DCF appealing adoption by gay woman
A Hollywood lesbian is battling the state over custody of her infant cousin.
Vanessa Alenier became a parent after child welfare workers seized the child from one of her relatives and extended family suggested she take custody. A half-year later, Alenier asked the court to approve the boy’s adoption and the judge concured.
Last month, the Department of Children and Families appealed the adoption, creating the third challenge to Florida’s gay-adoption law.
“Until there is a unified appellate court decision on this issue, we are bound by Florida statute to defend and adhere to the law,” Joe Follick, spokesperson for the DCF told The Miami Herald.

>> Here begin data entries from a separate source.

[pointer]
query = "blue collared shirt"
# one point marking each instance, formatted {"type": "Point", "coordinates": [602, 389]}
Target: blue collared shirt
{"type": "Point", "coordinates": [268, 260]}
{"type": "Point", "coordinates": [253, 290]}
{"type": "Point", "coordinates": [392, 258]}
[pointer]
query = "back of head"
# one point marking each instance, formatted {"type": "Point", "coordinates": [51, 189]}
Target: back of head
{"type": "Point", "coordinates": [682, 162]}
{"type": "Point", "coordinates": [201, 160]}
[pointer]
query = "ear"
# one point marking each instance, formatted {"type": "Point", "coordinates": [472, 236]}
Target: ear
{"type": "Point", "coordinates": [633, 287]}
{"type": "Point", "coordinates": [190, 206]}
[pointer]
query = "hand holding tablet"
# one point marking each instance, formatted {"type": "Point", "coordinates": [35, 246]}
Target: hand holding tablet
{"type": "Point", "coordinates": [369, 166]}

During a previous appeal, the DCF wasn’t able to offer a single witness or any testimony to suggest the child was receiving anything other than love and secure home from Alenier and her partner, Melanie Leon.

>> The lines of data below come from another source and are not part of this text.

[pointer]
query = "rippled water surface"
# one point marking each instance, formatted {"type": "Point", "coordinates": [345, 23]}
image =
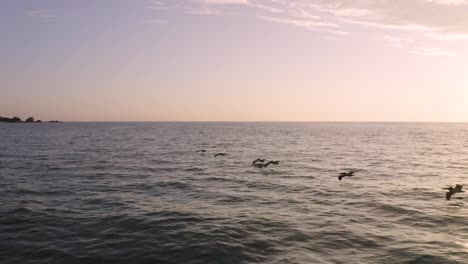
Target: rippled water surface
{"type": "Point", "coordinates": [138, 193]}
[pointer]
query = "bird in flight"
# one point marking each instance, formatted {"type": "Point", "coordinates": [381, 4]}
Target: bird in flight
{"type": "Point", "coordinates": [276, 162]}
{"type": "Point", "coordinates": [345, 174]}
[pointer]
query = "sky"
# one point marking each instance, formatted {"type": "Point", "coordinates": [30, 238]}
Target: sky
{"type": "Point", "coordinates": [235, 60]}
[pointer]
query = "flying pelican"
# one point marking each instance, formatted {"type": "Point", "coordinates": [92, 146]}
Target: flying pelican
{"type": "Point", "coordinates": [345, 174]}
{"type": "Point", "coordinates": [452, 191]}
{"type": "Point", "coordinates": [258, 160]}
{"type": "Point", "coordinates": [271, 162]}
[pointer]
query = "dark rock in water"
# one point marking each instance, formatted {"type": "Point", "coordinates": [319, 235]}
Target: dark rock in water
{"type": "Point", "coordinates": [10, 120]}
{"type": "Point", "coordinates": [18, 120]}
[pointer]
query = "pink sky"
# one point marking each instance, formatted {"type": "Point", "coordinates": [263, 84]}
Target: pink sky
{"type": "Point", "coordinates": [235, 60]}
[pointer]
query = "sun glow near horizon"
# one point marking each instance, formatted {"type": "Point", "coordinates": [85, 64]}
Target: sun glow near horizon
{"type": "Point", "coordinates": [235, 60]}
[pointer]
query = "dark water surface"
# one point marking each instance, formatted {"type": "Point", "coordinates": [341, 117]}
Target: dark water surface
{"type": "Point", "coordinates": [138, 193]}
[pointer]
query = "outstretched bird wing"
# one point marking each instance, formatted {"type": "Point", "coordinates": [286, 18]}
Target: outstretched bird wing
{"type": "Point", "coordinates": [448, 195]}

Alenier’s attorney, Alan Mishael, has handled two of the state’s three successful adoptions by gay people.
“Instead of leaving this family alone, DCF wants to break it up and is spending taxpayer dollars trying to do so,”’ Mishael told The Miami Herald.
“All I want to do is be a mother to this baby,” Alenier said in a statement. “I was hoping that this was a signal that [DCF] Secretary George Sheldon might do the right thing in our case, but I can now see that I was mistaken. All Melanie and I can hope is that we are being put through this to help clear the way for others.”

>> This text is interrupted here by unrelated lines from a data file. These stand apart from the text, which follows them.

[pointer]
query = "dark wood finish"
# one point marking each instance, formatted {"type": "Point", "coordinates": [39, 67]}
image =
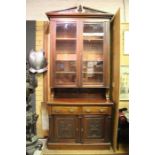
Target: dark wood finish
{"type": "Point", "coordinates": [80, 123]}
{"type": "Point", "coordinates": [80, 113]}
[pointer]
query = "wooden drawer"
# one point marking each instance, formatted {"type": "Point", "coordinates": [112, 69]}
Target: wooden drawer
{"type": "Point", "coordinates": [65, 110]}
{"type": "Point", "coordinates": [96, 109]}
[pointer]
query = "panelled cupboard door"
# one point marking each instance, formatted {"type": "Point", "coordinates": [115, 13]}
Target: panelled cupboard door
{"type": "Point", "coordinates": [66, 128]}
{"type": "Point", "coordinates": [95, 129]}
{"type": "Point", "coordinates": [80, 53]}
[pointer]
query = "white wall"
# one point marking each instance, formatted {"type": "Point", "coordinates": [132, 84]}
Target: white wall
{"type": "Point", "coordinates": [35, 9]}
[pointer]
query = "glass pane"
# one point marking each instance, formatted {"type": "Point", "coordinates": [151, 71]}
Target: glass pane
{"type": "Point", "coordinates": [93, 67]}
{"type": "Point", "coordinates": [65, 66]}
{"type": "Point", "coordinates": [66, 46]}
{"type": "Point", "coordinates": [93, 31]}
{"type": "Point", "coordinates": [66, 30]}
{"type": "Point", "coordinates": [93, 50]}
{"type": "Point", "coordinates": [92, 72]}
{"type": "Point", "coordinates": [64, 79]}
{"type": "Point", "coordinates": [92, 78]}
{"type": "Point", "coordinates": [66, 57]}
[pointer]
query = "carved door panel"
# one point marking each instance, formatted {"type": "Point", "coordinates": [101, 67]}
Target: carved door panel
{"type": "Point", "coordinates": [66, 128]}
{"type": "Point", "coordinates": [93, 128]}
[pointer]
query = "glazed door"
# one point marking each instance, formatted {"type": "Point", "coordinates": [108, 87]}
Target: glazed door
{"type": "Point", "coordinates": [94, 54]}
{"type": "Point", "coordinates": [64, 53]}
{"type": "Point", "coordinates": [66, 128]}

There have been other rulings against Florida’s antiquated law banning adoption by gay people. On Aug. 29, 2008, Monroe Circuit Judge David J. Audlin signed an order declaring the law unconstitutional, clearing the way for Wayne LaRue Smith, a Key West lawyer, to adopt a son he had been raising in foster care.
The next month, Miami-Dade Circuit Judge Cindy Lederman allowed Frank Martin Gill, a North Miami man who also declared himself as gay on adoption papers, to adopt two half brothers. Like Smith, Gill had been raising the boys in foster care. The DCF did appeal that case, and it’s currently under review by Third District Court of Appeal in Miami.